Hu Shih also exemplified the principles he laid out for readily comprehensible writing in Chinese by penning his own pellucid prose. I still remember vividly how it was always a breath of fresh air to read something by Hu Shih that was written in pure báihuà 白话 (lit., “plain speech”) after slogging through the tortured, turgid bànwénbànbái 半文半白 (“semiliterary-semivernacular”) of typical pedants.
Above all, I had the greatest admiration for Hu Shih for having written poetry in báihuà, and I memorized one of them that was titled “Lóng niǎo 籠鳥” (“Caged bird”) that had this line, “Wǒ yào chūlái 我要出來” (“I want to get out!”), and I always felt that this was a metaphor for the constrainment of the Chinese people for the past two millennia and more. (Unfortunately, I can’t find this poem online now, but I did memorize it and I always thought it was by Hu Shih.)
I also recall a passage from one of Hu Shih’s essays on how to live a meaningful “new life” in which he described a white bear (báixióng 白熊) in a zoo pacing back and forth (bǎiláibǎiqù 摆来摆去) all day long. It was so easy to understand essays and poems written in báihuà (the vernacular) because they sounded like what one heard around one all the time. That is why literacy is so much more readily achieved in báihuà than in Literary Sinitic / Classical Chinese, because everything you hear about you reinforces what you read, unlike LS / CC where you have to learn a separate, dead language that you never hear in daily speech.
Thus we see that, from the very beginning of his efforts to infuse new life into Chinese civilization, Hu Shih astutely recognized the centrality of living vernacular language. An apt summation of how he viewed the key role of language in the rebirth of Chinese civilization may be found in his The Chinese Renaissance: The Haskell Lectures, 1933, published by The University of Chicago Press and Cambridge University Press in 1934.

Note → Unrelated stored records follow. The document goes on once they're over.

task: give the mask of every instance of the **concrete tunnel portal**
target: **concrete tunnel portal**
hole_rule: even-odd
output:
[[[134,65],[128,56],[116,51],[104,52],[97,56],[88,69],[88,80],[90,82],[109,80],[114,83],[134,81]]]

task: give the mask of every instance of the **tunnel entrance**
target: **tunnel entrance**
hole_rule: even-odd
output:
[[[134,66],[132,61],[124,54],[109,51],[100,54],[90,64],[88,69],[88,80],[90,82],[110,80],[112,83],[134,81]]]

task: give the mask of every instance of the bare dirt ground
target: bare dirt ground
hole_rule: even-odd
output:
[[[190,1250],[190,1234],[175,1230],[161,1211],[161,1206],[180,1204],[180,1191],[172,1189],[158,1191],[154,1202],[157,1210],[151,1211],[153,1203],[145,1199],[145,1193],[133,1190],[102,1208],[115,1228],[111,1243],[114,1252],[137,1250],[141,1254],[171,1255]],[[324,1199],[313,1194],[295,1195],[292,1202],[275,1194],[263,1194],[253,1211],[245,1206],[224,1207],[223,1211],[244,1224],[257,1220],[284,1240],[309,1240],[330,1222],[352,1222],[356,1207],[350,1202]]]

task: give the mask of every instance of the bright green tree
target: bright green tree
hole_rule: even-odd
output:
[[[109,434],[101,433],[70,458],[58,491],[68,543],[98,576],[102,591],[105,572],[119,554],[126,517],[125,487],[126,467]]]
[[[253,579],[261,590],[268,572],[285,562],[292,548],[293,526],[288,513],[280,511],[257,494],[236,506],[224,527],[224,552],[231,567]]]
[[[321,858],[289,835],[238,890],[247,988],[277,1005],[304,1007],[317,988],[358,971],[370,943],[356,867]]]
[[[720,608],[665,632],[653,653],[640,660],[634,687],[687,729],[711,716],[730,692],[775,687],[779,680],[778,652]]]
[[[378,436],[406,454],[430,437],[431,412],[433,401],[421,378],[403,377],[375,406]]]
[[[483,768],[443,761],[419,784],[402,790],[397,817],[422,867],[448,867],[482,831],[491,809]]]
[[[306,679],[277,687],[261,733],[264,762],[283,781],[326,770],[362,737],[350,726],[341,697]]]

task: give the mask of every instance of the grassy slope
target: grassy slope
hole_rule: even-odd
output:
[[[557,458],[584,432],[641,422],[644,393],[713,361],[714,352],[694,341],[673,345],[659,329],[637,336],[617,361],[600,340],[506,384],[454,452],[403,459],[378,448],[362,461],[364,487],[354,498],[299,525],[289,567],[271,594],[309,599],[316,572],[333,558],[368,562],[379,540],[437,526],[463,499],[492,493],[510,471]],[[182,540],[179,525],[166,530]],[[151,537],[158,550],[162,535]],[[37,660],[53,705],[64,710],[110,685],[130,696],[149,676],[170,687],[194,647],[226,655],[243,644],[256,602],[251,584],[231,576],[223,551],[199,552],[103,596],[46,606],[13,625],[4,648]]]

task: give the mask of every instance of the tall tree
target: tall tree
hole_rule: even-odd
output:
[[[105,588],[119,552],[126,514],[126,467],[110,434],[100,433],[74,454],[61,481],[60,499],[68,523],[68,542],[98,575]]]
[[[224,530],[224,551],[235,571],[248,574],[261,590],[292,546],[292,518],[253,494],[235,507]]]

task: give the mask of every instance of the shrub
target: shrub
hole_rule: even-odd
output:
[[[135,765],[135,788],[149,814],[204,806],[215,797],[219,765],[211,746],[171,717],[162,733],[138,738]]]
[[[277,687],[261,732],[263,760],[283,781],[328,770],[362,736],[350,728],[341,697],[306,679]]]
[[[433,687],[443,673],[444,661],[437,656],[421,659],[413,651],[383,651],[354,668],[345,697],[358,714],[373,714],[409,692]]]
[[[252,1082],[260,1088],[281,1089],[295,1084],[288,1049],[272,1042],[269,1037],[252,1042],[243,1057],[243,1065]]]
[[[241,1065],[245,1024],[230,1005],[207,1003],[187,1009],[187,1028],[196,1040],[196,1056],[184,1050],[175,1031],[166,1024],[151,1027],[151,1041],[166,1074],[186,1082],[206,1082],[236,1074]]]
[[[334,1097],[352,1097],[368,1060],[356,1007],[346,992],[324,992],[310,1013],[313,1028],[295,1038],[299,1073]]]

Many of the most celebrated Chinese scholars of the 20th century expressed thoughtful and informed opposition to the written language they had inherited. In its place, they advocated alphabetization and the vernacular. Hu Shih and his colleagues were doing this long before any Chinese government had adopted an official romanization and even before the adoption of vernacular as the official written medium. This advocacy transcended political inclinations, with distinguished scholars like Hu Shih in the Republic of China and outstanding authors such as Lu Xun all pushing for fundamental language reform, and doing so on the basis of profound knowledge of history, literature, and linguistics, such as Hu Shih’s Báihuà wénxué shǐ 白話文學史 (A History of Vernacular Literature) and Lu Xun’s (1881-1936) Ménwài wén tán 門外文談 (An Outsider’s Chats about Written Language).
It has been a full century since Hu Shih uttered these words:
I readily admit that an alphabetical language may have greater advantages than our own language and that the alphabetization of Chinese is a problem worthy of scientific study. But it is highly improbable that we and even our second and third generations will live to see the adoption of an alphabetized Chinese, although we may work for it.
We are now into the third generation since Hu Shih penned those remarks, but it has only been half a century since the People’s Republic promulgated Hanyu Pinyin, devised by Zhou Youguang (1906-2017) and his colleagues, as the official romanization of China. Where do we stand now with regard to Hu Shih’s prediction concerning alphabetization? Does emerging digraphia count as partial alphabetization?